A calm moment of silent introspection passed between doctor and patient, the later pondering the former's words. Doctor Stitch smiled again, as Erik closed his heavy eyes, remembering and cherishing the last moments of compassion and kindness he had been shown before arriving in this place. Christine's beseeching gaze, the rapture of her kisses, and the genuine affection from her hands, all at the sight of his tortured face. It was too fresh of a memory to even attempt to process, now that he had abandoned her to surrender himself to the misery of fate.
Oh, Christine. . .
And then, the clearest and most beautiful, singular sound in that otherwise silent darkness of a makeshift hospital room. . .
Her voice. It resonated in his head, and then sounded of something else entirely, as steady as a metronome.
Drop. . .Drop . . .Drop . . .he could hear each little sound breathing, being born, and then caving in, and his spirit did the same.
Erik's ears prickled, a new sensitivity returning. There was a gentle rain, like one just after a heavy storm, the last tendrils of soaken, spent clouds bleeding out their final drops. He heard the wisps of the weather tapping at the roof above him, each drop seemingly centering back to his present state. His new reality, drop by drop.
"How long have I been sleeping?" Erik had finally braved the question that could, and would not bear avoidance.
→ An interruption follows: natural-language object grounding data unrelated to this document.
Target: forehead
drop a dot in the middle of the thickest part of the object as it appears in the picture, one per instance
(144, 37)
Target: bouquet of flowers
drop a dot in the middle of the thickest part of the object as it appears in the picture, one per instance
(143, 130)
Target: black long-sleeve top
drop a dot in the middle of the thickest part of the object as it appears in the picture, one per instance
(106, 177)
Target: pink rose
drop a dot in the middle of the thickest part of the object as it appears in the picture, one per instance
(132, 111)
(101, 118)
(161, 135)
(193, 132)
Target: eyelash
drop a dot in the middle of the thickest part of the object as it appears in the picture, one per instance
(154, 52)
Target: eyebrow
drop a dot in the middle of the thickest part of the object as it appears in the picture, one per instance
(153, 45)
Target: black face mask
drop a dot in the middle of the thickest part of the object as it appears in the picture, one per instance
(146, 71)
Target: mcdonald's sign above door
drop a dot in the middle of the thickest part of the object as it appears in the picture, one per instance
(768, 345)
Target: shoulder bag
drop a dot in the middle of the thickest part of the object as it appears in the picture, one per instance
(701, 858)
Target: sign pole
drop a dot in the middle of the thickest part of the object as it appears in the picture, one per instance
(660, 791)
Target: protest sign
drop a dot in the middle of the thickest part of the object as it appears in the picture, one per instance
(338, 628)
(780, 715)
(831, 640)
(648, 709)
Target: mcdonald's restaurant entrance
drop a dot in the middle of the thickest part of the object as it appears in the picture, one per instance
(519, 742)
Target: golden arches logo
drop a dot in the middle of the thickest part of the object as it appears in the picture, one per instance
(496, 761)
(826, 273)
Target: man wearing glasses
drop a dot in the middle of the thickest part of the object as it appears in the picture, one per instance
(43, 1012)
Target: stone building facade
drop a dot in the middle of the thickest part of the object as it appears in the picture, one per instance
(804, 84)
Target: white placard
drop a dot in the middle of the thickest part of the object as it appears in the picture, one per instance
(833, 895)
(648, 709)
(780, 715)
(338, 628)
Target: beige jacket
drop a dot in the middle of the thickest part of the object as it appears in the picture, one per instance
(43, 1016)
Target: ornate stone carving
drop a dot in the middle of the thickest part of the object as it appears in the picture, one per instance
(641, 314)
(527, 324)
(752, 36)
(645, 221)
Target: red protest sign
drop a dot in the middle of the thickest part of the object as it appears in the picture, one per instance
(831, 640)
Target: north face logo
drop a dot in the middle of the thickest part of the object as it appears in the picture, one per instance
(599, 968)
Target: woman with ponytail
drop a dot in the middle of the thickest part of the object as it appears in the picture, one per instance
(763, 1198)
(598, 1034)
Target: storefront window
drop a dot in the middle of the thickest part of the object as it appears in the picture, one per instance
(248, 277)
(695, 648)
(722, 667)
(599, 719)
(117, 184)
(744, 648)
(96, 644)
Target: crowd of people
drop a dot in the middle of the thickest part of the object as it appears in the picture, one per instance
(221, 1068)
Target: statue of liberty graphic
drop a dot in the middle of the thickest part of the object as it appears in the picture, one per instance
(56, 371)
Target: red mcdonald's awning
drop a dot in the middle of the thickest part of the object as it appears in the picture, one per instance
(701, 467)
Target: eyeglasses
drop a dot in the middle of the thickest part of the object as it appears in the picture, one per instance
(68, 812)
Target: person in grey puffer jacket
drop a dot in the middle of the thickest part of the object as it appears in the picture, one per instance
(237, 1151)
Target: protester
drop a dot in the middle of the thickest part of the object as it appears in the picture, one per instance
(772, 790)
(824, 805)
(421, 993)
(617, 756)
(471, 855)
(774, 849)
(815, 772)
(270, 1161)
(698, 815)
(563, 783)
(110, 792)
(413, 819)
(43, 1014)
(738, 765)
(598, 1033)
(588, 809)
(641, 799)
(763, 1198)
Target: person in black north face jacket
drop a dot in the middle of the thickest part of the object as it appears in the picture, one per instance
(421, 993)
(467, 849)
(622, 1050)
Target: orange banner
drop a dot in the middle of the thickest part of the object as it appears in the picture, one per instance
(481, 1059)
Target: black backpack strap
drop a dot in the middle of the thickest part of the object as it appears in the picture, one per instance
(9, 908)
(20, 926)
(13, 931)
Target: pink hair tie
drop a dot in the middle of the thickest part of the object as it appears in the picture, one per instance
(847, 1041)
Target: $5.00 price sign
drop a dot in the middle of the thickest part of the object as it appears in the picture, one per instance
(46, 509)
"It's been three days, Erik. And you've been muttering her name for all of those days. Christine, Christine, " Stitch cleared his throat and gently tapped Erik on his right hand. A mark, a check-in of assurance that his patient was cognizant and ready to speak.
"Who is Christtine, Erik? Your wife? Should I send for her?" Stitch leaned over his patient with great concern, as perhaps, a father would.
Erik could barely recall a father's concern. But he had memorized those sacred moments that were still somehow held in the landscape of his memory.
Erik found his strength in that moment and replied, "She is someone," he coughed again, and attempted to take a deep breath before continuing.
"Christine Daae is the only human in the world that has ever cared for me."